- Tuesday, December 21, 2010

CONNECTICUT

Craigslist removes global adult services listings

HARTFORD — The state’s attorney general says Craigslist has confirmed that it has removed adult services ads from its global sites.

The online service already had deleted that section on its U.S. sites in September under pressure from officials over whether it was adequately policing illegal ads.

Connecticut Attorney General Richard Blumenthal says Craigslist representatives confirmed to his office Tuesday that it had also removed erotic services listings from hundreds of sites in dozens of other countries.

Representatives of San Francisco-based Craigslist did not return messages Tuesday about when the change went into effect. The removal was first reported on Wired magazine’s website.

FLORIDA

Pedophilia guide author denies book is obscene

BARTOW — A Colorado man who wrote a how-to guide for pedophiles said Tuesday that his book is not obscene.

Phillip Greaves, 47, of Pueblo, Colo., arrived at the Polk County jail in central Florida on Tuesday morning and was due in court Wednesday afternoon, officials said.

He was arrested Monday in Colorado and charged with violating Florida’s obscenity law, a third-degree felony. If convicted, he faces a maximum of five years in state prison.

Speaking to reporters outside the jail Tuesday, Mr. Greaves denied the book is obscene and said he plans to fight the charge.

“I characterize it as a book of showing people who have been improperly represented,” he said. “And also telling people how they can go about to improve their own lives and so that these people that are being incarcerated now can possibly be rehabilitated.”

Polk County Sheriff Grady Judd claims jurisdiction because Mr. Greaves sold and mailed the book to undercover deputies who had written him requesting a copy.
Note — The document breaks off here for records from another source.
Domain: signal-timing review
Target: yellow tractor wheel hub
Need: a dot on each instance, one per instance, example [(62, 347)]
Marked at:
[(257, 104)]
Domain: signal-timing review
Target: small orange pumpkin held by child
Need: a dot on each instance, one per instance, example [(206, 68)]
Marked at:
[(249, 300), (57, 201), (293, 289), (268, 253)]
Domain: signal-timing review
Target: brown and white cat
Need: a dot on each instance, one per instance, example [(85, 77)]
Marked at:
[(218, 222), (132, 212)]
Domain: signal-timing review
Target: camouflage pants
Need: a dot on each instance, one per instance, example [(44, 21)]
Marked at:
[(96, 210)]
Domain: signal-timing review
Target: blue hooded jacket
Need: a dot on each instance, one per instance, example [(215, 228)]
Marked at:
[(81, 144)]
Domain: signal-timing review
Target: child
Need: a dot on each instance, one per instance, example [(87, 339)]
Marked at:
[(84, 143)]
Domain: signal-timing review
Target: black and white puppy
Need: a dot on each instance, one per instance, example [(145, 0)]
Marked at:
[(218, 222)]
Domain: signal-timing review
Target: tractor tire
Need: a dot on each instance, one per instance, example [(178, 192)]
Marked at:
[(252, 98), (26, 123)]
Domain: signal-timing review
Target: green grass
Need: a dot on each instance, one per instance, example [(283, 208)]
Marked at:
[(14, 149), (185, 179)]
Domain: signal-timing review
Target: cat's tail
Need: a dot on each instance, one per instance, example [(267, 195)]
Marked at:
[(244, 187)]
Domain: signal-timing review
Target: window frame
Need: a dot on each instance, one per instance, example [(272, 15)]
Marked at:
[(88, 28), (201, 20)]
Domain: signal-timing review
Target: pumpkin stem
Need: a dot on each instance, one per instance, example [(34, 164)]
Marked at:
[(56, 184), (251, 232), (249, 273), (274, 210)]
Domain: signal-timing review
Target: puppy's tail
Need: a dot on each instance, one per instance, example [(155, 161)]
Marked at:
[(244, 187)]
Florida’s obscenity law prohibits the “distribution of obscene material depicting minors engaged in conduct harmful to minors.”

GEORGIA

Report: U.S. teen birth rate at all-time low

ATLANTA — The U.S. teen birth rate in 2009 fell to its lowest point in almost 70 years of record-keeping — a decline that stunned experts who think it’s partly due to the recession.

The birth rate for teenagers fell to 39 births per 1,000 girls, ages 15 through 19, according to a government report released Tuesday. It was a 6 percent decline from the previous year, and the lowest since health officials started tracking the rate in 1940.

Experts say the recent recession — from December 2007 to June 2009 — was a major factor driving down births overall, and there’s good reason to think it affected would-be teen mothers.

Teenage moms, who account for about 10 percent of the nation’s births, are not unique. The total number of births also has been dropping, as have birth rates among all women except those 40 and older.

MONTANA

Lawsuit threatened to restore wolf ranges

BILLINGS — An environmental group has filed notice that it will sue the federal government to force it to adopt a plan for the recovery of gray wolves across the lower 48 states.

The predators were poisoned and trapped to near-extermination in the U.S. in the past century. But they have bounced back in some wilderness areas over the last few decades.

Biologists with the Arizona-based Center for Biological Diversity said Tuesday they want to expand that recovery nationwide.

In the notice filed with the Interior Department, the group says it will sue within 60 days if the agency doesn’t act to expand wolf ranges.

About 6,000 wolves live in the U.S. outside Alaska, with most of those in the Great Lakes and Northern Rockies. They are listed as endangered except in Alaska.

NEW YORK

Dismissal of golf ’Fore’ lawsuit upheld

ALBANY — Slices, hooks and other errant shots are a common hazard on the links and a golfer can’t expect to get a warning shout of “Fore!” every time a ball comes his way, New York’s top court ruled Tuesday in dismissing a personal injury lawsuit.

Dr. Anoop Kapoor and Dr. Azad Anand were playing on a nine-hole Long Island course in October 2002 when Dr. Anand was hit in the head while looking for his ball on a fairway, blinding him in one eye. The seven judges on the state Court of Appeals, siding with lower courts, said Dr. Kapoor’s failure to yell in advance of his errant shot from the rough did not amount to intentional or reckless conduct.

The court cited a judge’s finding that Dr. Anand was not in the foreseeable zone of danger and, as a golfer, consented to the inherent risks of the sport.

They also broadly outlined the test under New York case law for determining when another golfer crosses the line and could be sued.

OHIO

Muslim woman reports attack near mosque

COLUMBUS — A 20-year-old Somali immigrant reported being attacked with pepper spray outside an Ohio mosque and that the attacker told her to leave the country, a Muslim group said.

Columbus police Sgt. Richard Weiner said officers interviewed the woman Tuesday morning.

Meanwhile, the FBI said it will likely open a civil rights investigation. FBI spokesman Mike Brooks said the results would be turned over to prosecutors for possible charges.

The Columbus chapter of the Council on American-Islamic Relations said a mosque security camera recorded the assault Monday.

The group says someone followed the woman to the mosque, harassed her and then attacked her with pepper spray. CAIR says the attacker also threatened to kill her and told her to leave the country.